Fewer U.S. teens smoking, doing drugs … and drinking milk

Surprise Most High Schoolers Are NOT Having Sex Survey Finds

American teens are less into sex and drugs but still gaining more weight: Study

That's according to the Center for Disease Control's Youth Risk Behavior Survey, which found the percentage of high schoolers in the USA who have had sex plummeted, from 47.8 percent in 2007 to 39.5 percent in 2017.

Many are at risk of contracting HIV and other sexually transmitted diseases, as well as become victims of violence.

"At the same time, the rate of violence and victimization they're experiencing hasn't gone down".

Researchers asked about 100 questions to more than 3.8 million high school students in more than 1,700 separate surveys on a wide range of health topics, including smoking, drugs and diet. A limitation of the data is that they are self-reported by the students, and they include only those in schools, not those who may be homeschooled.

In the latest report, the CDC compared the data collected between the years 1991 and 2017 which showed that there is a 20% decrease in the number of high school students who had alcohol, a 15% decrease in the students who had sex and a 6% decrease in students that use hallucinogenic drugs. "They're having fewer partners.

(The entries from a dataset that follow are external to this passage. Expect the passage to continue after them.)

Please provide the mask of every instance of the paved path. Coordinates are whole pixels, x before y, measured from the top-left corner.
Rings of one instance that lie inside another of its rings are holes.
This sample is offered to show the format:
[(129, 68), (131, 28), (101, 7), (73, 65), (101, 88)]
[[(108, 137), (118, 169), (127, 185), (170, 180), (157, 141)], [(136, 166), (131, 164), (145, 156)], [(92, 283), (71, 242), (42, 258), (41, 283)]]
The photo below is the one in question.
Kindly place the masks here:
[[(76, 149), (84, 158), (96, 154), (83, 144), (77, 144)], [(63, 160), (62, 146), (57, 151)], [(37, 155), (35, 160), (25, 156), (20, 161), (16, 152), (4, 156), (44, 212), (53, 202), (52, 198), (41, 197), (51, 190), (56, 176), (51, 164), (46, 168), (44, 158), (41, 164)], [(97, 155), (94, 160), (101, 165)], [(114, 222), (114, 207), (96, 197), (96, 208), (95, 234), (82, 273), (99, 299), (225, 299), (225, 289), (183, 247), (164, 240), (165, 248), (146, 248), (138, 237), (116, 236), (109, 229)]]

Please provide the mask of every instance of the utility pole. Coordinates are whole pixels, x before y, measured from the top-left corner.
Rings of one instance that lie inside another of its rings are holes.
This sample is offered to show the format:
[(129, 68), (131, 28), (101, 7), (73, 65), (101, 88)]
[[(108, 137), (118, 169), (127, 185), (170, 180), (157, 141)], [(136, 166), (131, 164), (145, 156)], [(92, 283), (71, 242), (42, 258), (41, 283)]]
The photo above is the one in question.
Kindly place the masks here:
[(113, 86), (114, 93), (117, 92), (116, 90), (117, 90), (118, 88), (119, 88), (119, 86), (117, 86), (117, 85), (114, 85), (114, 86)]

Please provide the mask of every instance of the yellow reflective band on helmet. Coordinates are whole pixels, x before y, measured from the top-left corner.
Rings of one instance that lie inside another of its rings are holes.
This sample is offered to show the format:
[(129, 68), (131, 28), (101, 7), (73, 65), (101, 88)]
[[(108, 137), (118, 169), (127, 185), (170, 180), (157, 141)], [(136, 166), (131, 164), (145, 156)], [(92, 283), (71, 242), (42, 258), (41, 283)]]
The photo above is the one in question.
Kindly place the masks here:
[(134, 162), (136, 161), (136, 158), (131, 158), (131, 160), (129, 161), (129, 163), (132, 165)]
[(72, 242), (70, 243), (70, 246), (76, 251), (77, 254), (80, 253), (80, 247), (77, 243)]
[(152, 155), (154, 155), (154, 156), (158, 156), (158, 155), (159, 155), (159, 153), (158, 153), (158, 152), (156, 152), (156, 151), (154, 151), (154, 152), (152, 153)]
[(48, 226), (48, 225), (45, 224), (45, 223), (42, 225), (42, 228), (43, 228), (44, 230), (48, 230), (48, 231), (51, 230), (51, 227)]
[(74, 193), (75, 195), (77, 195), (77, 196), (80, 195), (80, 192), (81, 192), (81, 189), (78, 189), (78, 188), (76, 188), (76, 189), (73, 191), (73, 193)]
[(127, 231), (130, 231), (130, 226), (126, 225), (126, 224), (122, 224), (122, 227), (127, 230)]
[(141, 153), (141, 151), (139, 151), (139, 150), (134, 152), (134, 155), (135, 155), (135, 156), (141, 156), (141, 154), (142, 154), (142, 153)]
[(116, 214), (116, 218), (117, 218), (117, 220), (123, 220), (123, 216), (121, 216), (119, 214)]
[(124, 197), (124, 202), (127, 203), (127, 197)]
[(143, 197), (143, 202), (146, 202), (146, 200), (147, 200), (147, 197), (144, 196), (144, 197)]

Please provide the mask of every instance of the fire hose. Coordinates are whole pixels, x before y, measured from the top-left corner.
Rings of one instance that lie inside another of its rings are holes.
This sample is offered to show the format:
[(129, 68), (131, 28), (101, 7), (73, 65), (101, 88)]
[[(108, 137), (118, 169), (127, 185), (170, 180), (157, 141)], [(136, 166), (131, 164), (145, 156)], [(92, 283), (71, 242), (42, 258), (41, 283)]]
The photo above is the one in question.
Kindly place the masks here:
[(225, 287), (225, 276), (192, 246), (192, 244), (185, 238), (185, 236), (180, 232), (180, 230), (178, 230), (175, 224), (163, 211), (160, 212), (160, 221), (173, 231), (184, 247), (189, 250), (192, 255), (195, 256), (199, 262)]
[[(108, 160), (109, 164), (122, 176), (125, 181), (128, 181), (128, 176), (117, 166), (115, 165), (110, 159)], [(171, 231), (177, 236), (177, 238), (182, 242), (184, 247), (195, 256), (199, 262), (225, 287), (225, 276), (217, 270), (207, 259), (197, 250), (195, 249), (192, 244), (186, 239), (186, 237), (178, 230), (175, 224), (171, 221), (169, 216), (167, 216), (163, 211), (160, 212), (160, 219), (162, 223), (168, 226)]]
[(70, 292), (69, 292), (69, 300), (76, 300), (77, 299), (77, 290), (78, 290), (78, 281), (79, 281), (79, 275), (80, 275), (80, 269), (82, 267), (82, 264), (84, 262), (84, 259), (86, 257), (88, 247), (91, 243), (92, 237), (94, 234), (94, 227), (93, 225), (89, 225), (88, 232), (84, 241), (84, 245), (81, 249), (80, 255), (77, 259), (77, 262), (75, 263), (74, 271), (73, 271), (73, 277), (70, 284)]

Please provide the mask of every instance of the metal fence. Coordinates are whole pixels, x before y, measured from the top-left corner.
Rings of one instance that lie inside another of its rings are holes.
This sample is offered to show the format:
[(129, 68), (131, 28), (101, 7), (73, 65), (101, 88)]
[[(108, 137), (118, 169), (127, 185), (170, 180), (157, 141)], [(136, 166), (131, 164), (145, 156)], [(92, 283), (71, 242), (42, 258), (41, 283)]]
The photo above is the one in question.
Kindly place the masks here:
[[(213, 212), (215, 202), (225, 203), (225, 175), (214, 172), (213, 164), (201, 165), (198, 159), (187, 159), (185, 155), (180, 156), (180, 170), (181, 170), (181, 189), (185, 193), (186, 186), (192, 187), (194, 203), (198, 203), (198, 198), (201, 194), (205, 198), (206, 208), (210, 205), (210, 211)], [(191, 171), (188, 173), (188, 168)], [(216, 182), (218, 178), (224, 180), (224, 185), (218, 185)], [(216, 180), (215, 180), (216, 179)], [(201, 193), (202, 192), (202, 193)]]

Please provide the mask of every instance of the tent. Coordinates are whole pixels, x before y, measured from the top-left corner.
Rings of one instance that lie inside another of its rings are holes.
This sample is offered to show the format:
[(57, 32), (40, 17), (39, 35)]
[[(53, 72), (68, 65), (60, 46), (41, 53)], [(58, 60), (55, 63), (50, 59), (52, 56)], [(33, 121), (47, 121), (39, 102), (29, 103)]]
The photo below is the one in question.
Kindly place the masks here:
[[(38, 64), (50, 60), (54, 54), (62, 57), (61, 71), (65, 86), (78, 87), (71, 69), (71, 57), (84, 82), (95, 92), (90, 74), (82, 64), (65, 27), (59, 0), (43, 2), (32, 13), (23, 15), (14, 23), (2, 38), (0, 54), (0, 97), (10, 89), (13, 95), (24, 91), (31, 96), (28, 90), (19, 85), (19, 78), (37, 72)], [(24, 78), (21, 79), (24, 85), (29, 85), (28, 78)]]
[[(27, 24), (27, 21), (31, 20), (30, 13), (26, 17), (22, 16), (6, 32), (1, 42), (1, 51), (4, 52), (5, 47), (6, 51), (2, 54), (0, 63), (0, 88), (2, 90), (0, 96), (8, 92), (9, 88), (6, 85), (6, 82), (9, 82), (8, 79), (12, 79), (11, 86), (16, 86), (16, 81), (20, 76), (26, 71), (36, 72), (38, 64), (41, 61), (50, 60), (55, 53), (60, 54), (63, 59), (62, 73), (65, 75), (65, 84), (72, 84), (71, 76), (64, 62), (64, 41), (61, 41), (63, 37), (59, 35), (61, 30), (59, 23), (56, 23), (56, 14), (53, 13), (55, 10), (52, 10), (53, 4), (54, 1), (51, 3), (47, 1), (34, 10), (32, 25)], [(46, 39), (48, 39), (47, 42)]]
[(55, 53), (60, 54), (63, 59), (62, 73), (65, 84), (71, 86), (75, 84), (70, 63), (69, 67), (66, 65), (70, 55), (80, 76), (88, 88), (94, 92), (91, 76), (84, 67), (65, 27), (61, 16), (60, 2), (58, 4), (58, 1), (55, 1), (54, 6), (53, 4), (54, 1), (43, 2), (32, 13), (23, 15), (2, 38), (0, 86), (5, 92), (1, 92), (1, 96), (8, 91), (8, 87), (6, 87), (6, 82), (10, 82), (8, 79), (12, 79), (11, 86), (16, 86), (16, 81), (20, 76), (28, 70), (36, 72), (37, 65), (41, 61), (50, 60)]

They're more likely to use effective methods of hormonal birth control".

One-third of teens in the survey said they were obese or overweight, an increase from previous years.

Findings of a new government survey have revealed a seemingly tamer generation of teens.

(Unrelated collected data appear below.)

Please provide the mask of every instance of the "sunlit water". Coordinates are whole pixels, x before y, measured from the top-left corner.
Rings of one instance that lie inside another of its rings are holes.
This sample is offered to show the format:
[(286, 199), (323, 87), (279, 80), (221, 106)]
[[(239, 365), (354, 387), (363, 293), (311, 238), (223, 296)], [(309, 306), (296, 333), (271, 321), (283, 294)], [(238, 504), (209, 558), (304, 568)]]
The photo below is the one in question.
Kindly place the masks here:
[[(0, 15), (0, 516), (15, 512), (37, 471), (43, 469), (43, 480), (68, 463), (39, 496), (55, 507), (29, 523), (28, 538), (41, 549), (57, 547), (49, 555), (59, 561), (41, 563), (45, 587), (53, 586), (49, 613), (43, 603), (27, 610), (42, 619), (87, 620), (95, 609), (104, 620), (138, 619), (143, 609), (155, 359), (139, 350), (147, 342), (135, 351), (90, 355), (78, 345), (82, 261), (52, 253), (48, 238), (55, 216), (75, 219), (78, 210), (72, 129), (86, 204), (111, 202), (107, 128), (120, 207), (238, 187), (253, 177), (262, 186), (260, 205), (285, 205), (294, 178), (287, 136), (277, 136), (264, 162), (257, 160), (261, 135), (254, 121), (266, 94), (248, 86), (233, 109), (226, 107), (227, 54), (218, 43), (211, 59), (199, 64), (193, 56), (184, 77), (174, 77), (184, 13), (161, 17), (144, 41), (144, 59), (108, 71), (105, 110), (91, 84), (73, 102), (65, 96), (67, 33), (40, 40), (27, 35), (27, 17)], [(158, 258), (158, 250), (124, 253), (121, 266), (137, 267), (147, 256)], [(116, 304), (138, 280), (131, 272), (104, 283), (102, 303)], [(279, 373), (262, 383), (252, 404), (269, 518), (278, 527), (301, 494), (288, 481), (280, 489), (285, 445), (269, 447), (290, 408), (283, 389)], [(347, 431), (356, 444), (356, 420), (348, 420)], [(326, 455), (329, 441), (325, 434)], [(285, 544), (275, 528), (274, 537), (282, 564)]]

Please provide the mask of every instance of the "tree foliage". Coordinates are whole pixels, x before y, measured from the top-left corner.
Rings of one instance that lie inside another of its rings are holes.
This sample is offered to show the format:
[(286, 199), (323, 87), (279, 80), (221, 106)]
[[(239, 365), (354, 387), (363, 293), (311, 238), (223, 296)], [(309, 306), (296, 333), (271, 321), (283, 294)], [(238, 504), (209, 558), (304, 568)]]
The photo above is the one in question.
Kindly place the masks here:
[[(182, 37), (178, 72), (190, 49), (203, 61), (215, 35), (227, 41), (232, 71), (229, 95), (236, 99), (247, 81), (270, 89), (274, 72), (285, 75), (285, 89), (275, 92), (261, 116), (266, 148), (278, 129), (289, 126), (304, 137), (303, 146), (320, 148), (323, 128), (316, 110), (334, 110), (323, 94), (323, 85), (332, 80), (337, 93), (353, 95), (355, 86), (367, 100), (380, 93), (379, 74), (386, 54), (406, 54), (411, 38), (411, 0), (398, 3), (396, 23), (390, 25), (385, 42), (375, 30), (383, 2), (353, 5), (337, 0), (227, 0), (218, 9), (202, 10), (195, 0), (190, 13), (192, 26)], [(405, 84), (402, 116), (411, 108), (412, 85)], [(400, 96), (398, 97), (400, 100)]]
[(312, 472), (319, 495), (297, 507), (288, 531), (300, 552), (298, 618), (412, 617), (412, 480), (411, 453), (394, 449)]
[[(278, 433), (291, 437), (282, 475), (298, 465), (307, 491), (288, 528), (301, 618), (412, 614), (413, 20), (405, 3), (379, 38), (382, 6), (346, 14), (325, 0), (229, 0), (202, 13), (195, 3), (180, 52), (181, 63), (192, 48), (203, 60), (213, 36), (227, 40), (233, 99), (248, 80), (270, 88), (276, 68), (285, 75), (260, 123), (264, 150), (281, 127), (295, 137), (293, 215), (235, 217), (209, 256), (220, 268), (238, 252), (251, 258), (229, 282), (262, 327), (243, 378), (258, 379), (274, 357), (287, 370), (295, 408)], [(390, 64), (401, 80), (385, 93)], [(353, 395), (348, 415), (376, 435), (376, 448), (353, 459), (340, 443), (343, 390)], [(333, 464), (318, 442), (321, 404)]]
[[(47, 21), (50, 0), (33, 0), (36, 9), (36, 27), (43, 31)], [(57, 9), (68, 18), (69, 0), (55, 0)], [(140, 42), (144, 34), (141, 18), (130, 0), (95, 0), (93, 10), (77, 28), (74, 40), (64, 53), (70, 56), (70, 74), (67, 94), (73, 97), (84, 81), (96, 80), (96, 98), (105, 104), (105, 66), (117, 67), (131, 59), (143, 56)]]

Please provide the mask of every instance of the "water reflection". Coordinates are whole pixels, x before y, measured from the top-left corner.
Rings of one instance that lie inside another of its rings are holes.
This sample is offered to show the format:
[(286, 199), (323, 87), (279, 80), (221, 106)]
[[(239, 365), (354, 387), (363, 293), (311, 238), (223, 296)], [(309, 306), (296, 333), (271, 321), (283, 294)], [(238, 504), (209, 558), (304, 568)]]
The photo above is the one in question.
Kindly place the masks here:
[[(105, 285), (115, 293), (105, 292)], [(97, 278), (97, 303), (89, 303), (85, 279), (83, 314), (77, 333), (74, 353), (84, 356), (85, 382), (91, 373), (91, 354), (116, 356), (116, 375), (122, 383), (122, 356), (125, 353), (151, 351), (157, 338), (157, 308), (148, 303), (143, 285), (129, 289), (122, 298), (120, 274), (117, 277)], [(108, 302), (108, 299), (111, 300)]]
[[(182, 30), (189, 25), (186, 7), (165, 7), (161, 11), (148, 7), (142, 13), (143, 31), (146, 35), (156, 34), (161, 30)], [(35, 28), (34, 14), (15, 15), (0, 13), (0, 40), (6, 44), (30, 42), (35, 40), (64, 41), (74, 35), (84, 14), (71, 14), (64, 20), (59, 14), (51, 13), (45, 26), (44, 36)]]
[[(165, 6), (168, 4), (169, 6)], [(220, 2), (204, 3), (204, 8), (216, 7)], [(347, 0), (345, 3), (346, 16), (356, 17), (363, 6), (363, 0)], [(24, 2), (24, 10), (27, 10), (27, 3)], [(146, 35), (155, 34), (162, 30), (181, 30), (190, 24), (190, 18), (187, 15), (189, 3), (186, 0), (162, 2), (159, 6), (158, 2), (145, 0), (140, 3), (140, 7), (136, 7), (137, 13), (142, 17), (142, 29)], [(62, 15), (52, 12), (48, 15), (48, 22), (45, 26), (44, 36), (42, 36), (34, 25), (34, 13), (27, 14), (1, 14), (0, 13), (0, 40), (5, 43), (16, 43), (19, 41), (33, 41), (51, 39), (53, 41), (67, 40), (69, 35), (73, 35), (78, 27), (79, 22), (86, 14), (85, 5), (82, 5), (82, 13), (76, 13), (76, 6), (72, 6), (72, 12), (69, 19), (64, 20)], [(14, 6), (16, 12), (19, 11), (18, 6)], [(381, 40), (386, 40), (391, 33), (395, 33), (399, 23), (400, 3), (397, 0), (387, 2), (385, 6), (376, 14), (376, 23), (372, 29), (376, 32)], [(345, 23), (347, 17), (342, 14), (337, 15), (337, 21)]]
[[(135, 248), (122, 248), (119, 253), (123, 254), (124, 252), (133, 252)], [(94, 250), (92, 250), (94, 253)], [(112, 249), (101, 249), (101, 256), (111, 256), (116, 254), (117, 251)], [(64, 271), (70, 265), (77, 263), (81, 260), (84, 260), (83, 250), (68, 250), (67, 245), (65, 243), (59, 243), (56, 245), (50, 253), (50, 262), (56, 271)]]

The rates of attempt are highest among students in the LGBTQ community.

Among students who were now sexually active, 29 percent said either they or their partner used some type of long-acting, reversible birth control, such as an IUD, implant or birth control pills.

In 2017, 9.7 percent of students had four or more sexual partners, down from 14.9 percent a decade ago. The use of condoms among teens fell in 2017 to 53.8 percent, compared to the 62.8 percent in 2005.

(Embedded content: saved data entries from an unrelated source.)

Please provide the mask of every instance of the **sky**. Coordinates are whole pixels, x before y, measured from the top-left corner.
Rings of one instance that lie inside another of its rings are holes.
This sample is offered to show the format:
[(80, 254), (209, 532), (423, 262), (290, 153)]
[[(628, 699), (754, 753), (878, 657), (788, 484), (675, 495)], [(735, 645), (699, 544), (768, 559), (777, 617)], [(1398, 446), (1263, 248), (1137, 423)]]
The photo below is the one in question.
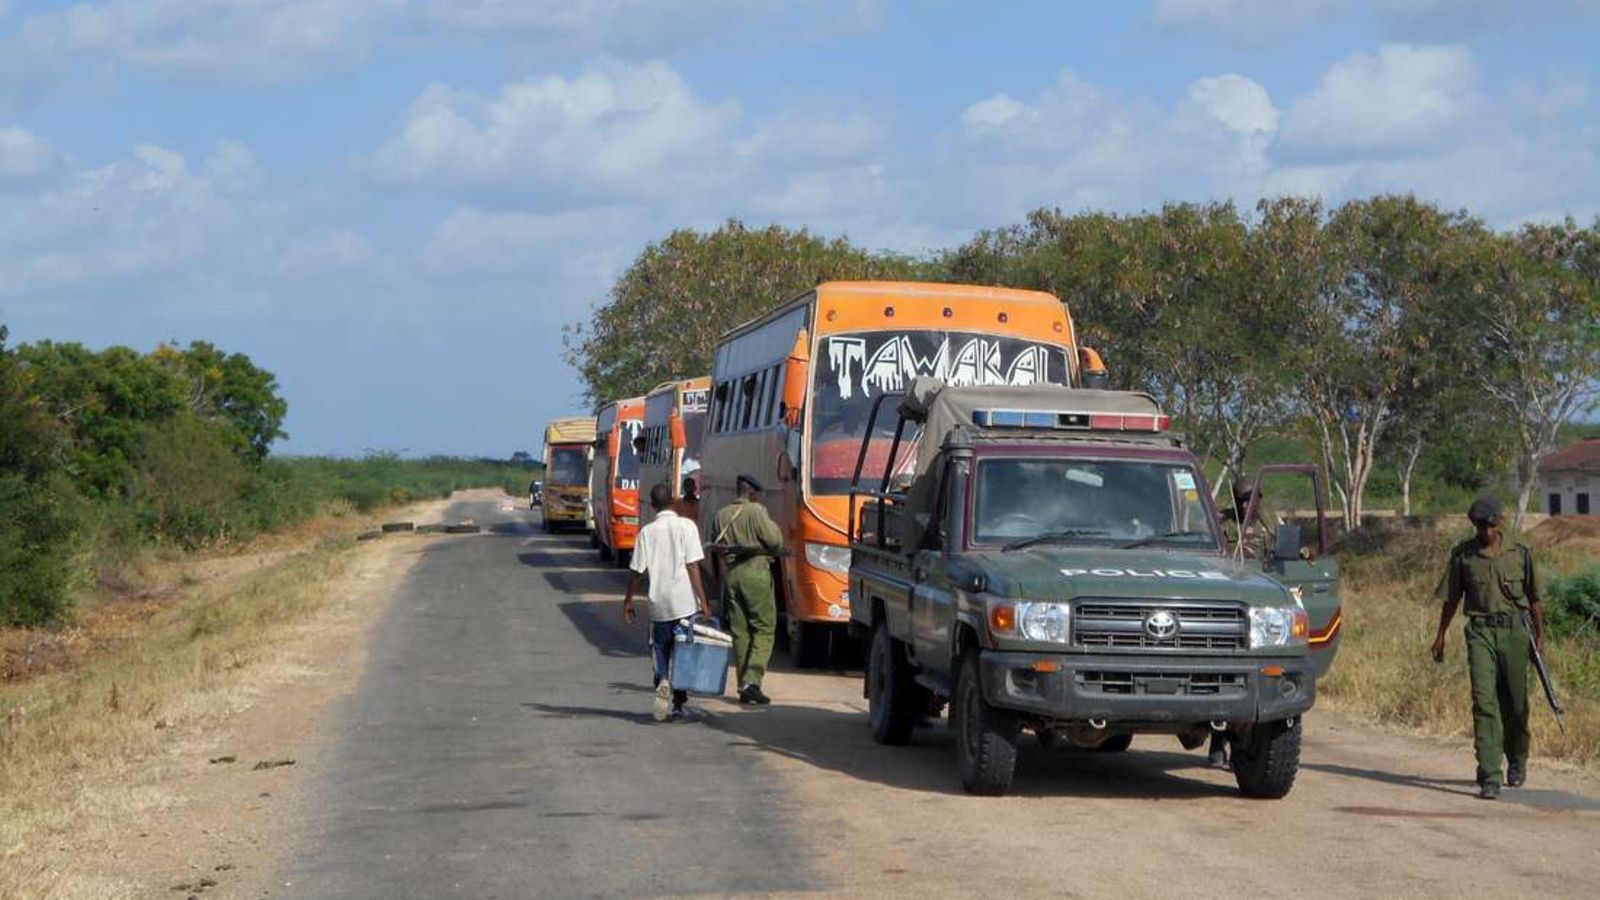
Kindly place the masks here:
[(581, 410), (563, 326), (675, 228), (1587, 222), (1597, 46), (1600, 0), (0, 0), (0, 323), (247, 353), (280, 452), (504, 457)]

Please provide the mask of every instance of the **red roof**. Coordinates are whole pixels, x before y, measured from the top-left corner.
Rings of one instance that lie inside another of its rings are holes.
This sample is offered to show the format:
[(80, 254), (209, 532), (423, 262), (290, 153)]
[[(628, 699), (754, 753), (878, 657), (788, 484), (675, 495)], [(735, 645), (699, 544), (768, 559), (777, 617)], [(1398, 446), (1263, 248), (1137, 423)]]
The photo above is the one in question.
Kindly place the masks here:
[(1600, 472), (1600, 437), (1568, 444), (1539, 462), (1541, 472)]

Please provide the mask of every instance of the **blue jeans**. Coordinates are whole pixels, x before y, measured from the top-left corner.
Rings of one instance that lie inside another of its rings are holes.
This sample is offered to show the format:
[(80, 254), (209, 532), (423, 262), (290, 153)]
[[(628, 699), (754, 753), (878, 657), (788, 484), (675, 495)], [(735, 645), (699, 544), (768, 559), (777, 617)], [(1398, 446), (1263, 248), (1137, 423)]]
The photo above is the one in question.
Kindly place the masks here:
[[(650, 655), (655, 658), (656, 664), (655, 678), (650, 682), (651, 687), (666, 680), (667, 673), (672, 667), (673, 645), (677, 643), (679, 635), (687, 636), (693, 627), (692, 618), (650, 623)], [(688, 699), (689, 695), (684, 691), (672, 692), (674, 706), (682, 706)]]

Fourteen percent reported use of prescription pain medication without prescription or in a different way than prescribed. However, about 1 in 7 said they'd taken opioids without prescription.

"Additionally, we need more focused curriculum to engage with students in a dialogue about decision-making, dispelling myths, and the science of opioids and the risks/benefits of use", Kapoor said. "All those are really positive directions". That compares to almost 15 percent in 2007.

Since the year 1991, there has been an increase in the number of students who feel "sad" or even "hopeless" and since the year 2007, there has been a resurgence of suicide thoughts. That finding is "very concerning", Ethier said.

An estimated one in 10 female students and one in 28 male students reported having been physically coerced to have sex, according to the report.

Nationwide, 17.2 percent of students had seriously considered attempting suicide during the 12 months prior to the survey. "That's a very disturbing trends to see", said Dr. Bela Sood, a child and adolescent psychiatrist and senior professor for child and mental health policy at the Virginia Treatment Center for Children at Virginia Commonwealth University in Richmond. Other CDC data show completed teen suicides have been rising in recent years, along with a rise in adult suicides. "I think that's the implication of these statistics, that they tell you where to put your efforts".

"The health of our youth reflects the nation's well-being", CDC Director Dr. Robert Redfield said in an agency news release.

Overall, teens are practicing a number of more conservative behaviors.